Subsequent to the initial assembly of Lantana camara's chloroplast genome, two de novo genome assemblies have been published, both utilizing short-read sequencing data. The first, by Shah et al. (2022), was part of a broader study aimed at identifying gene targets for herbicide development across seven weed species. For L. camara, the study focused on a wild population in Queensland, Australia, and generated over 870 million 2 × 150 bp paired-end Illumina reads. These were assembled into 1,053,782 scaffolds with an N50 of 3 kb, resulting in a fragmented 1.57 Gb genome. This assembly had a Benchmarking Universal Single-Copy Orthologs (BUSCO) score of 79.8% and contained 18,369 protein-coding genes. Based on a k-mer estimated genome size of 6.36 Gb and other genome estimates, it can be inferred that the sequenced accession was tetraploid (Parrish et al. 2021). In the same year, Joshi et al. (2022) took a similar approach but used an accession with a 2.59 pg/2C DNA content. They generated over 500 million paired-end reads and assembled a 1.89 Gb genome with a notably higher BUSCO score of 99.3%. Although the total number of scaffolds was not reported, 26,057 were greater than 10 kb in size. While these two genomes provide valuable genomic data for the species, a chromosome-scale assembly is needed for more accurate and reliable genomics studies.

In the present study, a significant step forward is taken in the genomic exploration of L. camara. The first annotated, haplotype-resolved, chromosome-scale genome is presented, not only for this species but also for the Verbenaceae family as a whole. This comprehensive genomic resource aims to fill existing gaps in the understanding of lantana’s genetic diversity and complexity. By providing such a detailed genomic map, the study offers valuable insights that could be leveraged for both conservation efforts to control its invasive spread with new herbicides and breeding programs to enhance its ornamental traits. The work sets a new standard for genomic research in the Verbenaceae family and offers a robust foundation for future studies.

Materials and methods

Plant material and DNA extraction

Lantana breeding line UF-T48 plants were subjected to etiolation by enclosing them in dark cardboard boxes within a temperature-controlled greenhouse environment for a duration of three weeks. Subsequently, etiolated leaves were harvested, snap-frozen in liquid nitrogen, and preserved at -80°C. The frozen tissue samples were then shipped to CD Genomics (Shirley, New York, USA) for genomic DNA extraction and sequencing. The cetyl trimethylammonium bromide (CTAB) method was used to isolate high molecular weight DNA suitable for subsequent sequencing processes.

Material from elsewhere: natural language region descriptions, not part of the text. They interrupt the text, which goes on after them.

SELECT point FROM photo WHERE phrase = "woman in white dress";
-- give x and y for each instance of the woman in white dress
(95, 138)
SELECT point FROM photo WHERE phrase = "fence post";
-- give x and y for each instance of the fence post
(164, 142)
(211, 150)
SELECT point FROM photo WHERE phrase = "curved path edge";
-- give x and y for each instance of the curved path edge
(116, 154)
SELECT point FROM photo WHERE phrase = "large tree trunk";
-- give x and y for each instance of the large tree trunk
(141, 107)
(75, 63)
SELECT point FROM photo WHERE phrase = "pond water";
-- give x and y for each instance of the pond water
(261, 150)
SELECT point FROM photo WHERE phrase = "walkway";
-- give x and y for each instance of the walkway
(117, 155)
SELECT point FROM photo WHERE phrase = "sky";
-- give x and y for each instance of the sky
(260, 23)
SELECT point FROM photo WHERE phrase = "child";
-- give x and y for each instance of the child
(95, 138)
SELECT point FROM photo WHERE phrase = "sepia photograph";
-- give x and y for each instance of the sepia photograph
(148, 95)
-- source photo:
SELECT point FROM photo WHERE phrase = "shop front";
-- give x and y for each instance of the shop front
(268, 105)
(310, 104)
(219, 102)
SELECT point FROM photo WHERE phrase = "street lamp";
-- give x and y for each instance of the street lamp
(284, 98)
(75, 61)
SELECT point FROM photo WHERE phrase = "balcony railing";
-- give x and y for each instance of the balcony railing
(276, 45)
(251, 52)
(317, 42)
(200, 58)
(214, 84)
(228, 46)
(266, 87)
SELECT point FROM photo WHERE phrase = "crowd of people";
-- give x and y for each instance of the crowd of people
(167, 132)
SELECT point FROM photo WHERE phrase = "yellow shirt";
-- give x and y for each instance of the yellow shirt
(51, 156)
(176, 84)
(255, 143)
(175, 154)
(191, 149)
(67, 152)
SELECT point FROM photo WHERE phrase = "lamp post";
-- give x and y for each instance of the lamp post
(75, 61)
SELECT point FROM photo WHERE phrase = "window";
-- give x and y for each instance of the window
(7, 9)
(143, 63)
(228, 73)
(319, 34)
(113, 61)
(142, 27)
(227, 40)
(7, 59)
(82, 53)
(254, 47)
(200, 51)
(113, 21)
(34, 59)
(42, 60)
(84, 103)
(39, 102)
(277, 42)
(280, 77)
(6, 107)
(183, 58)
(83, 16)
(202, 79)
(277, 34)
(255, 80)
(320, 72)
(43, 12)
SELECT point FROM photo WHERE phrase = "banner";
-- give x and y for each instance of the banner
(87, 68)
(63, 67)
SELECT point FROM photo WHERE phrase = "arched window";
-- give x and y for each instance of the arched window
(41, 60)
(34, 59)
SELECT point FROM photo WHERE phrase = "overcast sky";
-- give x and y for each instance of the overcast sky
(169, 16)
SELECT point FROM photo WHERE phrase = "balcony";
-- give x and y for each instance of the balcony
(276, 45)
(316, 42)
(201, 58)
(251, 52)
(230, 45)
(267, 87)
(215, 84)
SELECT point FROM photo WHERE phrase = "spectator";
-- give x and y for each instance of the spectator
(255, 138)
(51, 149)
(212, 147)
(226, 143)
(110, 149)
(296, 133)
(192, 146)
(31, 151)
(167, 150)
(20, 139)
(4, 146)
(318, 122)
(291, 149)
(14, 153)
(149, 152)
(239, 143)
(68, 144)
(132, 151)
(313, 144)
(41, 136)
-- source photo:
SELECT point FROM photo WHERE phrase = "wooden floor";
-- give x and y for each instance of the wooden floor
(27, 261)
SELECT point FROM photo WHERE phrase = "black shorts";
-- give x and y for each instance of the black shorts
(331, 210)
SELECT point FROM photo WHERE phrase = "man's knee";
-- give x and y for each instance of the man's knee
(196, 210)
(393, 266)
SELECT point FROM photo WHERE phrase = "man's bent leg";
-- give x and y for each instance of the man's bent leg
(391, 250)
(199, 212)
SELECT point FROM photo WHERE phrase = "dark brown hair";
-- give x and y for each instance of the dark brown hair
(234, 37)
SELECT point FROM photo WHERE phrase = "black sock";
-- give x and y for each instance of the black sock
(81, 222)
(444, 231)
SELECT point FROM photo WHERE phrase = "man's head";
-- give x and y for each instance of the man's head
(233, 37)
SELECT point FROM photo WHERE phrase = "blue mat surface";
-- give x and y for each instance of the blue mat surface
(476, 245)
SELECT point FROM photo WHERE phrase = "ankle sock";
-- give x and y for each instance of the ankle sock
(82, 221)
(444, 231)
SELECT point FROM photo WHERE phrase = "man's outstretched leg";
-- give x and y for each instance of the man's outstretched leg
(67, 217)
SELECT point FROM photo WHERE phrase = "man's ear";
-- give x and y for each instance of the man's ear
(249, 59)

Library preparation and sequencing

The high molecular weight DNA was utilized to prepare SMRT-bell libraries following the protocol provided by Pacific Biosciences (Menlo Park, California, USA). Additionally, Arima-HiC libraries were prepared (Arima, Carlsbad, California, USA) for chromatin conformation capture sequencing. The PacBio libraries were sequenced using three 8 M SMRT cells on a PacBio Sequel II system. The Hi-C libraries underwent sequencing on an Illumina NovaSeq 6000 platform (Illumina, San Diego, California, USA). Validation of the Hi-C libraries was conducted using 12 Gb of Illumina paired-end reads, analyzed with qc3c v0.5 software (DeMaere and Darling 2021) in the absence of a reference genome.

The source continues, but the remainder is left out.